Melba Beals Transcends Little Rock

In the fall of 1957, on Melba Patillo's first day at Central High School in Little Rock, Ark., an angry, insult-hurling mob gathered at the front doors. By New Year's Eve, topping her list of resolutions was, "To do my best to stay alive until May 29," followed by, "To pray daily for the strength not to fight back."

Ms. Patillo Beals, one of the nine black students who integrated Central High, captures her experiences in "Warriors Don't Cry" (Pocket Books, 1994). A movie based on the book is expected out next year.

Along with many trials, she briefly describes a significant part of her healing process.

In 1958, Gov. Orval Faubus closed all Little Rock's high schools. A year later, NAACP officials asked for volunteers across the US to care for the students while they finished their educations.

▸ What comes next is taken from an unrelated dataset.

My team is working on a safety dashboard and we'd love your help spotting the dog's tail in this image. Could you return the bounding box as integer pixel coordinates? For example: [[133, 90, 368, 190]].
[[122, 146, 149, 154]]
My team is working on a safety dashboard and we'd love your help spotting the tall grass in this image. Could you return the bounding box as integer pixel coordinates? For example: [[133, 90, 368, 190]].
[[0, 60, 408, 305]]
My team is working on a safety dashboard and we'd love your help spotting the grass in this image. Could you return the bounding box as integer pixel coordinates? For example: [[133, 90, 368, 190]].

Beals headed to California to live with a white Quaker family. Her "parents," George and Carol McCabe, became important figures in her life.

"They taught me about equality by the way they treated me," she says. It was then that she learned "white people were just people who happened to be white, not anything else." This is the basis of her sequel, "White is a State of Mind, Freedom is Yours to Claim," due out in a year - in time for the 40th anniversary of Central High's integration.

Beals's mother, an English teacher, encouraged her to keep a diary during her stay at Central High. Although Beals started writing her story at 18, she found it too difficult to finish until years later.

Beals has received letters from readers saying her ability to overcome had inspired them to persevere in their own situations. The responses showed Beals that readers understood her book is not about hatred or segregation, but the triumph of the human spirit, she says.

Beals has worked as a NBC newscaster and currently is a communications consultant in San Francisco, Calif. She has also written a coming mystery novel, "Firecrackers."

While she remains interested in America's educational system, Beals says, "I think we've lost our focus, lost the original reason for integration - to equalize opportunity."